Hyattsville man gets 63 months in federal money laundering scheme
A Hyattsville man was ordered to repay more than $7 million after prosecutors said he laundered at least $3 million from a fraud ring. The case reached a county government and other public and private institutions.

A Hyattsville man will spend 63 months in federal prison after prosecutors said he helped move fraud money through a laundering network that reached beyond one neighborhood and touched public and private institutions across the region.
Victor Killen, 33, was sentenced by U.S. District Judge Matthew J. Maddox and was also ordered to serve three years of supervised release. The court ordered him to pay $7,070,656.46 in restitution and imposed a separate $3 million forfeiture order, underscoring the scale of the losses tied to the case.
Prosecutors said Killen pleaded guilty in December 2025 and admitted that at least $3 million in money laundering went through his direct participation.
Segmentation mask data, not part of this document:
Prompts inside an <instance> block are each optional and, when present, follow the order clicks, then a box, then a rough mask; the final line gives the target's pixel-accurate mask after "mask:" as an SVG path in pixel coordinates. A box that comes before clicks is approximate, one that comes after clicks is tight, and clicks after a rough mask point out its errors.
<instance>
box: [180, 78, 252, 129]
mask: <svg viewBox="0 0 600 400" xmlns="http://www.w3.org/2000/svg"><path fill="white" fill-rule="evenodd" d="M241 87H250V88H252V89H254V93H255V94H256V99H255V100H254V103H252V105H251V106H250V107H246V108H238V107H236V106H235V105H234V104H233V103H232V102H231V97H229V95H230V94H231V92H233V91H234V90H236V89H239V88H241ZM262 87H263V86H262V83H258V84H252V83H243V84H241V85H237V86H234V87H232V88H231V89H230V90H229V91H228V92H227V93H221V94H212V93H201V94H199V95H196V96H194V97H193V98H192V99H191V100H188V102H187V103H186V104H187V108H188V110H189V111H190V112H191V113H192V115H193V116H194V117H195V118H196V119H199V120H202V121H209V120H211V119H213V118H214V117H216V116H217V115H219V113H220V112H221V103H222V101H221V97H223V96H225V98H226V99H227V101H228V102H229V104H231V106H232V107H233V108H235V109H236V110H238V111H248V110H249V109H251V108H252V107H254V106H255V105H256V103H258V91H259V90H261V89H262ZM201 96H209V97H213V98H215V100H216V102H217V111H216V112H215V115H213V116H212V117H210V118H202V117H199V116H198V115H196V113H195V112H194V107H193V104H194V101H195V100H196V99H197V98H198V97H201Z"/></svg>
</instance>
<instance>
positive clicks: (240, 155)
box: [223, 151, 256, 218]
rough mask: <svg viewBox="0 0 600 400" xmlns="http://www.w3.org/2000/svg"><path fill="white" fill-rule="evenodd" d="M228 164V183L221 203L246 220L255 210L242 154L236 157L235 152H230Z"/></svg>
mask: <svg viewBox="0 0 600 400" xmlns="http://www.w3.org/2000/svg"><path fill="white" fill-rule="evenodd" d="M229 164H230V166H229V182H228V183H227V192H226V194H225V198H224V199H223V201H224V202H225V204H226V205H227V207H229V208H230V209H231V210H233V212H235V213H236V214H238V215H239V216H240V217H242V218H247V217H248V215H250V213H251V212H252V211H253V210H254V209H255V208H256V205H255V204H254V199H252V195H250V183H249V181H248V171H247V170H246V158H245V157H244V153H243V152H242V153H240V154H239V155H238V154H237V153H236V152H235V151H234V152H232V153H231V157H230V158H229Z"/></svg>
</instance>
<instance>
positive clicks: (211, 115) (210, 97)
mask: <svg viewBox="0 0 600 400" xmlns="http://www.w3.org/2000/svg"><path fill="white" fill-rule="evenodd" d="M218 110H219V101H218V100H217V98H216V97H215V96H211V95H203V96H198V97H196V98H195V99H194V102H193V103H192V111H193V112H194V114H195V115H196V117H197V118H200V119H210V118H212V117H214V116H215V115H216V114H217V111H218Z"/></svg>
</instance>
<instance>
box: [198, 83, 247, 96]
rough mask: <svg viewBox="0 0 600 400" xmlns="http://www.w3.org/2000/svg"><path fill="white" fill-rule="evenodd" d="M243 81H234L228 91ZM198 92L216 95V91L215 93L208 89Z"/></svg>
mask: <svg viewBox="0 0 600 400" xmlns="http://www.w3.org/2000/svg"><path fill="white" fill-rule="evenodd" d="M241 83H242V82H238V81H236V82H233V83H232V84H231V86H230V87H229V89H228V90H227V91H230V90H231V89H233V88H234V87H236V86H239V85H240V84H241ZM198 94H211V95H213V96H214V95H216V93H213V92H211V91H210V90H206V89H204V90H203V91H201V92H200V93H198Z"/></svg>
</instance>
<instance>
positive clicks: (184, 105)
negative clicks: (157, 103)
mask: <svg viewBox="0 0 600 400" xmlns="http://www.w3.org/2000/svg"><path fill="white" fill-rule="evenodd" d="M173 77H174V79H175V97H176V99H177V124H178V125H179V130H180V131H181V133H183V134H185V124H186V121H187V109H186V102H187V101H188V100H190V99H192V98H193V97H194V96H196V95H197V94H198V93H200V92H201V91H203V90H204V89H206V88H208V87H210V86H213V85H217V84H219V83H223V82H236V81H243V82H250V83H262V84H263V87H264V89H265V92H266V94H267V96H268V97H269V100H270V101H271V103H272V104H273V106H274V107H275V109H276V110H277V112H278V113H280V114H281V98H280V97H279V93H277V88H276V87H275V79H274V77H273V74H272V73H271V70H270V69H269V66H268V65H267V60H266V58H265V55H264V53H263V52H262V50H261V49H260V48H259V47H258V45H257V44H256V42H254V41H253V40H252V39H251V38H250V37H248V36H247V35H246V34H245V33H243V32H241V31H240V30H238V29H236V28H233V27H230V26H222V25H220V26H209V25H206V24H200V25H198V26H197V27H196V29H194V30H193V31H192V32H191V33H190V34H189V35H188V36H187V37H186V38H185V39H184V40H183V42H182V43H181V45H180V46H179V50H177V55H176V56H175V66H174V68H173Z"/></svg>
The conspiracy ran from 2021 into February 2024 and, according to federal authorities, relied on limited liability companies used as shell entities, bank accounts opened in those company names, and layered transfers designed to obscure where the money came from and who controlled it. Encrypted communications were also part of the operation, prosecutors said.
The victim pool was wide. Federal filings said the fraud and laundering scheme reached an environmental trust, an urban redevelopment program, a medical center, a transportation and logistics company, a school district, a college and a county government. For Prince George’s County, the case is a reminder that a resident can be tied to a federal financial crime that cuts through institutions far beyond a single zip code.

The sentencing was part of a broader case that federal agents moved on in February 2024, when they arrested 10 defendants and executed three search warrants in connection with what prosecutors said involved more than $9.5 million in fraud proceeds. The U.S. Attorney’s Office later said 14 defendants were charged, 13 pleaded guilty and one defendant, Faizou Gnora, remained a fugitive.
Authorities said the investigation involved Homeland Security Investigations, IRS Criminal Investigation and the Environmental Protection Agency Office of Inspector General. In the same case, Yahya “Cash” Sowe of Silver Spring admitted he helped facilitate more than $11 million in money laundering and personally obtained at least $1 million, while Areal Harris of Hanover was sentenced on April 22 to two years in prison and ordered to pay $3,159,482.83 in restitution. The case now stands as one of Maryland’s most sweeping recent federal money laundering prosecutions.